A district court reviewing a magistrate judge’s report and recommendation “may accept, reject, or modify, in whole or in part, the findings or recommendations made by the magistrate judge.” 28 U.S.C. § 636(b)(1)(C). “‘The district judge evaluating a magistrate judge’s recommendation may adopt those portions of the recommendation, without further review, where no specific objection is made, as long as they are not clearly erroneous.’” Gilmore v. Comm’r of Soc. Sec., No. 09 Civ. 6241 (RMB) (FM), 2011 WL 611826, at *1 (S.D.N.Y. Feb. 18, 2011) (quoting Chimarev v. TD Waterhouse Investor Servs., Inc., 280 F. Supp. 2d 208, 212 (S.D.N.Y. 2003)). A decision is “clearly erroneous” when, “upon review of the entire record, [the court is] left with the definite and firm conviction that a mistake has been committed.” United States v. Snow, 462 F.3d 55, 72 (2d Cir. 2006) (quotation marks and citation omitted). Where a timely objection has been made to a magistrate judge’s recommendation, the district judge “shall make a de novo determination of those portions of the report or specified proposed findings or recommendations to which objection is made.” 28 U.S.C. § 636(b)(1)(C). However, “[o]bjections that are ‘merely perfunctory responses argued in an attempt to engage the district court in a rehashing of the same arguments set forth in the original [papers] will not suffice to invoke de novo review.’” Phillips v. Reed Grp., Ltd., 955 F. Supp. 2d 201, 211 (S.D.N.Y. 2013) (second alteration in Phillips) (quoting Vega v. Artuz, No. 97 Civ. 3775 (LTS)(JCF), 2002 WL 31174466, at *1 (S.D.N.Y. Sept. 30, 2002)). “To the extent . . . that the party . . . simply reiterates the original arguments, [courts] will review the Report strictly for

clear error.” IndyMac Bank, F.S.B. v. Nat’l Settlement Agency, Inc., No. 07 Civ. 6865 (LTS)(GWG), 2008 WL 4810043, at *1 (S.D.N.Y. Nov. 3, 2008) (citations omitted). In accordance with these legal standards, this Court has reviewed de novo those portions of the R&R to which Plaintiff has objected. II. DAMAGES FOR COPYRIGHT INFRINGEMENT Under the Copyright Act, a plaintiff may elect to recover an award of statutory damages for each infringed work – in lieu of an award of actual damages – “in a sum of not less than $750 or more than $30,000 as the court considers just.” 17 U.S.C. § 504(c)(1). Where a court finds “that infringement was committed willfully, the court in its discretion may increase the award of statutory damages to a sum of not more than $150,000.” 17 U.S.C. § 504(c)(2).
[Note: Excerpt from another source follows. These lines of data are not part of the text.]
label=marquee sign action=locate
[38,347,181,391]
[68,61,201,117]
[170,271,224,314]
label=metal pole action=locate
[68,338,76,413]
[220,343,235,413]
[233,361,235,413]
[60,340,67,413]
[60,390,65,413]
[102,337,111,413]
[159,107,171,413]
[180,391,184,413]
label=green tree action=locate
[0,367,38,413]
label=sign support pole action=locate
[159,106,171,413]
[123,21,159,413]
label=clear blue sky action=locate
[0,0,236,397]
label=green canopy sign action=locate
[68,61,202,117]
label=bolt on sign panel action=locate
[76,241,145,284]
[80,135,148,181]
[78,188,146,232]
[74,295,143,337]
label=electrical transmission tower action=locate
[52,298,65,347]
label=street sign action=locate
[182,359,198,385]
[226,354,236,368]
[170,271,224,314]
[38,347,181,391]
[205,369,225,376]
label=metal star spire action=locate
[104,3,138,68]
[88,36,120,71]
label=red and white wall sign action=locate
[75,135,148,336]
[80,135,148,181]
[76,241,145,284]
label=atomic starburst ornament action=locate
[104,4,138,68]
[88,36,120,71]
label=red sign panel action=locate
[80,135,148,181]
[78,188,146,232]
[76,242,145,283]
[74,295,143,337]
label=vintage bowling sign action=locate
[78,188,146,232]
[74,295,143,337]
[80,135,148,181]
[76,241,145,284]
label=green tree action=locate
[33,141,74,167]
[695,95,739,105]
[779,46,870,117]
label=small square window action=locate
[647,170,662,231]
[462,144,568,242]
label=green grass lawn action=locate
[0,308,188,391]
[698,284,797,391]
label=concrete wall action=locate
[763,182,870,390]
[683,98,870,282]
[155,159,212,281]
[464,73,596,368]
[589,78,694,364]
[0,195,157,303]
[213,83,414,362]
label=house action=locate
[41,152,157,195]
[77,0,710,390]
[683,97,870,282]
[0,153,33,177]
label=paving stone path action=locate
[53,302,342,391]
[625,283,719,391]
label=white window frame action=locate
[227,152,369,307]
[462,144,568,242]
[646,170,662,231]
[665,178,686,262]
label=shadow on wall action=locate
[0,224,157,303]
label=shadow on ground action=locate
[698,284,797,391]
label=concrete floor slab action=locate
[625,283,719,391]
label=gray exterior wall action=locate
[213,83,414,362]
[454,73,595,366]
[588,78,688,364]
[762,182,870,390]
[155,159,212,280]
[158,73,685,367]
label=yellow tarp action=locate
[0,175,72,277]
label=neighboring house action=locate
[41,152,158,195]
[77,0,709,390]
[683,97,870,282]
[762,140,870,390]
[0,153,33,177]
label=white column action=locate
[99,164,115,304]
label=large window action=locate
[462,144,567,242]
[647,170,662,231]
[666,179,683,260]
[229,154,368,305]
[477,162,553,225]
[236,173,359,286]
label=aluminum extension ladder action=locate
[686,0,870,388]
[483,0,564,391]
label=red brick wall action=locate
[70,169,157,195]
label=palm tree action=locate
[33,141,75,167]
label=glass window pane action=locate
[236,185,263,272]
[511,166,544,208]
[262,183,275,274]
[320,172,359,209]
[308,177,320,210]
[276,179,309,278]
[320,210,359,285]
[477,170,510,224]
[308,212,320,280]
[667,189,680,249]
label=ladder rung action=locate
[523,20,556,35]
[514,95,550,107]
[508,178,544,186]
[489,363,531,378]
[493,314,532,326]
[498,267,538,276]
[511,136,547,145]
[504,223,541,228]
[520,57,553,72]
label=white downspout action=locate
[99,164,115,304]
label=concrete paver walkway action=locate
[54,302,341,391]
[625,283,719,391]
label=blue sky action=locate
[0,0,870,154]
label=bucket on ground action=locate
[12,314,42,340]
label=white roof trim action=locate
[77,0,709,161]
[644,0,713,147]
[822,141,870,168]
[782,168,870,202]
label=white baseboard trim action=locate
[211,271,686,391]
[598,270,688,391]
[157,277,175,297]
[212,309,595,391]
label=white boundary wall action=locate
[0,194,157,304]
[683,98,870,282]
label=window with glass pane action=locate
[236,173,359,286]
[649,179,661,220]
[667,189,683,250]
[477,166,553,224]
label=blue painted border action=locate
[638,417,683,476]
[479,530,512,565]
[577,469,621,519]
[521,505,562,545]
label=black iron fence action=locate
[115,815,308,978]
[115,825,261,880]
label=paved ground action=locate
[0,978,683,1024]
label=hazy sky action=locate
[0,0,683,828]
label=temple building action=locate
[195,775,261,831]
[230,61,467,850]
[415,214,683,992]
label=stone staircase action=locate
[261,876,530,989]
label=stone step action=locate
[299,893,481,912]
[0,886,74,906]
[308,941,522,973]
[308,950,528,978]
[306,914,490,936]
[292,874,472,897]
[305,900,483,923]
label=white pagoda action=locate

“Copyright infringement is deemed willful by virtue of a defendant’s default.” Rovio Entm’t, Ltd. v. Allstar Vending, Inc., 97 F. Supp. 3d 536, 546 (S.D.N.Y. 2015) (citing All-Star Mktg. Grp., LLC v. Media Brands Co., 775 F. Supp. 2d 613, 621-22 (S.D.N.Y. 2011); Fallaci v. New Gazette Literary Corp., 568 F. Supp. 1172, 1173 (S.D.N.Y. 1983)); see Lyons P’ship, L.P. v. D & L Amusement & Entm’t, Inc., 702 F. Supp. 2d 104, 117 (E.D.N.Y.